Un punto fondamentale del pensiero di P. Balasuriya è la negazione del dogma del peccato originale, ritenuto da lui semplicemente una produzione del pensiero teologico occidentale (cfr pp. 66-78). Ciò contraddice la natura di questo dogma ed il suo intrinseco legame con la verità rivelata (3); l’Autore, in realtà, non ritiene (4) che il significato delle formule dogmatiche rimanga sempre vero e immutabile, anche se può essere maggiormente chiarito e meglio compreso (5).
Sulla base delle affermazioni precedenti l’Autore giunge poi a negare in particolare i dogmi mariani. La maternità divina di Maria, la sua immacolata concezione e verginità, così come la sua corporale assunzione al cielo (6), non sono riconosciute come verità appartenenti alla Parola di Dio (cfr pp. 47. 106. 139. 152. 191). Volendo dare una visione di Maria che sia scevra da ogni “theological elaborations, which are derived from a particular interpretation of one sentence or other of the scriptures” (p. 150), egli, di fatto, priva di ogni carattere rivelato la dottrina dogmatica circa la persona di Maria Santissima, negando l’autorità della Tradizione come mediazione di verità rivelata (7).
Si deve infine rilevare che P. Balasuriya, negando e relativizzando alcune affermazioni del Magisterio straordinario e ordinario universale, rivela di non riconoscere l’esistenza di un’infallibilità del Romano Pontefice e del Collegio episcopale cum et sub Petro. Riducendo, inoltre, il primato del Successore di Pietro ad una questione di potere (cfr pp. 42. 84. 170), egli inficia il carattere peculiare di tale ministero (8).
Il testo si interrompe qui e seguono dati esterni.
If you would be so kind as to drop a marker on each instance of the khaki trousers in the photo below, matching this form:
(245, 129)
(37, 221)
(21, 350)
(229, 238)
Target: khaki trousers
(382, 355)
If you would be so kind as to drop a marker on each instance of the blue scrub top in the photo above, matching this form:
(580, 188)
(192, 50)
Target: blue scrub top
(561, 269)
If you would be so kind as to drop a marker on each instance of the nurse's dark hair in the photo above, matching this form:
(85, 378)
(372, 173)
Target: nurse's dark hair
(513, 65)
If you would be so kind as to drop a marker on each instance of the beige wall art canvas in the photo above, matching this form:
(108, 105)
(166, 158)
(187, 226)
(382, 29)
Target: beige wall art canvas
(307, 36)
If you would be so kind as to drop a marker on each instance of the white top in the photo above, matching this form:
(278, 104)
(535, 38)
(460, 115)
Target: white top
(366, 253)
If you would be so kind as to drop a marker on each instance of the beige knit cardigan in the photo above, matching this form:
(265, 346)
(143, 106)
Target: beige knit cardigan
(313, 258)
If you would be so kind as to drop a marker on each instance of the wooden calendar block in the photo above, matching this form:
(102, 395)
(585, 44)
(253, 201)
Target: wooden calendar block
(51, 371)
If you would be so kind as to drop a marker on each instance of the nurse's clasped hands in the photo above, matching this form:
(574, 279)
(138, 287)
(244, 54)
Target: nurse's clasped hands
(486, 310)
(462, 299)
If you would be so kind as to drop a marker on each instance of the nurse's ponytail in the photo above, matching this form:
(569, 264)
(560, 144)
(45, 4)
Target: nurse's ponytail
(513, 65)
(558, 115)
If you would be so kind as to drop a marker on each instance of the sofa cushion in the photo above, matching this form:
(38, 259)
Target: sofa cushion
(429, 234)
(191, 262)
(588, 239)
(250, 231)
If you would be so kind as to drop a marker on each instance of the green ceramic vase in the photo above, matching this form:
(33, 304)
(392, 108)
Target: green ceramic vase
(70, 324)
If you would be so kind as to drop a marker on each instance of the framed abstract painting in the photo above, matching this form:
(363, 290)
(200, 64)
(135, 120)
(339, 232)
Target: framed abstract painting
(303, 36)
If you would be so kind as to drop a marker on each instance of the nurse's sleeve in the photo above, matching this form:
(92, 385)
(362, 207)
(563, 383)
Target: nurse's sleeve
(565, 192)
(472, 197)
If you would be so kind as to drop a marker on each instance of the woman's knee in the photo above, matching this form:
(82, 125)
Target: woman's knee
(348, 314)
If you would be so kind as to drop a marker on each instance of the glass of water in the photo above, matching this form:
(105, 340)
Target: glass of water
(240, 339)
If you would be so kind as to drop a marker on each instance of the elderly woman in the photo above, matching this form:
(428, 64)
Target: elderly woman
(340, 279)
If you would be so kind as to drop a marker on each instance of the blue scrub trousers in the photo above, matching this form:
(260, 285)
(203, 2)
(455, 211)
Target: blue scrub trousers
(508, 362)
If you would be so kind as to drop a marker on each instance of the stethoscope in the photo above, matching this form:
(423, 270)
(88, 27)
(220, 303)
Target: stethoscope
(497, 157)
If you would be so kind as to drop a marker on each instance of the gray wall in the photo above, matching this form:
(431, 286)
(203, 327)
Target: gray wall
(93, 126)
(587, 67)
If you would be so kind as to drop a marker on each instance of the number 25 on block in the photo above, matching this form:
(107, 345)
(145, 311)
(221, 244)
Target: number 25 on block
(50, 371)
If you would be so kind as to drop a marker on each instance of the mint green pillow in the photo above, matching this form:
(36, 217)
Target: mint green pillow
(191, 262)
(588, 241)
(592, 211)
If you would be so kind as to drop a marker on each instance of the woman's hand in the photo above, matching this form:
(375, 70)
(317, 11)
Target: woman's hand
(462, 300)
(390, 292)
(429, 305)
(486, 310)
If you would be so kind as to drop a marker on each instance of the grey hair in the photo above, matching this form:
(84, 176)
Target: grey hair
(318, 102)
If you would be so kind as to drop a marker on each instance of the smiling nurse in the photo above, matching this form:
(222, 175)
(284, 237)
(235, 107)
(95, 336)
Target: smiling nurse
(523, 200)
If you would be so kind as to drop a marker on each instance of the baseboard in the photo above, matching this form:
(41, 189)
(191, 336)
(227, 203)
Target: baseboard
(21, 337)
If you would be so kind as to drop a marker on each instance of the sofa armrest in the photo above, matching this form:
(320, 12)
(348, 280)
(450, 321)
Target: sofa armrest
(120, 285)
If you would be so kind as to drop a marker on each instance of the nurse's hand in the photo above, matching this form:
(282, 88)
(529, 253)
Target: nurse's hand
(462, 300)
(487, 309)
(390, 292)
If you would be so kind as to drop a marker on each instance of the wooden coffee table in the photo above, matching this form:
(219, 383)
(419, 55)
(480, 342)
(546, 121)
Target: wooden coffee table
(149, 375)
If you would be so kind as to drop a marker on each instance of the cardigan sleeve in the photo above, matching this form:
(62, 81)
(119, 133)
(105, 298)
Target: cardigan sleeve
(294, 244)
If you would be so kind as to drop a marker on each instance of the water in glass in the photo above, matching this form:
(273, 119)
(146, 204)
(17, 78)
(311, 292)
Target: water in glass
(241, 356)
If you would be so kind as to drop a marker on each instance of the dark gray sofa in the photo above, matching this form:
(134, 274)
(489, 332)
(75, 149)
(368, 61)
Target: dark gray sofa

Nel rendere pubblica la presente Notificazione la Congregazione si sente altresì obbligata a dichiarare che il P. Tissa Balasuriya ha deviato dall’integrità della verità della fede cattolica, e pertanto non può essere considerato teologo cattolico ed è inoltre incorso nella scomunica latae sententiae (can. 1364, par. 1).
Il Sommo Pontefice Giovanni Paolo II, nel corso dell’Udienza accordata al sottoscritto Prefetto, ha approvato la presente Notificazione, decisa nella riunione ordinaria di questa Congregazione, e ne ha ordinato la pubblicazione.
Roma, dalla sede della Congregazione per la Dottrina della Fede, 2 gennaio 1997, memoria dei Ss. dottori Basilio e Gregorio Nazianzeno.
JOSEPH CARD. RATZINGER,
Prefetto
TARCISIO BERTONE,
Arciv. emerito di Vercelli, Segretario
1) Lo scritto è stato pubblicato sulla rivista Logos 29, 1-2 marzo/luglio 1990 (Colombo, Sri Lanka).
2) Lo stesso concetto è ripreso nella Risposta del 14 marzo 1995, pp. 8-9.
3) Cfr Concilium Tridentinum, Decretum de peccato originali, DS 1511-1512; Paulus VI, Sollemnis professio fidei, AAS 60 (1968), 434-445.
4) Cfr Risposta, p. 11: “Are not the definitions of dogma made by Councils also particular expressions concerning an ineffable, inexpressible, ultimate divine, and that according to the needs of those who do so, their particular philosophical terms and according to the culture of a given time? To absolutize them could result in a narrowness which the Vatican Council II wanted to avoid”.
5) Cfr S. Congregatio pro Doctrina Fidei, Mysterium Ecclesiae, n. 5: AAS 65 (1973), 403-404.
6) Cfr Concilium Vaticanum II, Const. dogm. Lumen Gentium n. 14; Symbolum Apostolicum, DS 10; Symbolum Toletanum DS 189; Concilium Constantinopolitanum II, DS 422; Concilium Lateranense IV, DS 801; Concilium Ephesinum, DS 252; Pius IX, Ineffabilis Deus, DS 2803; Pius XII, Munificentissimus Deus, DS 3903.
7) Cfr Concilium Vaticanum II, Const. dogm. Dei Verbum, nn. 8-9.
8) Cfr Concilium Vaticanum I, Const. dogm. Pastor Aeternus, DS 3074; Concilium Vaticanum II, Const. dogm. Lumen Gentium nn. 18.22.25.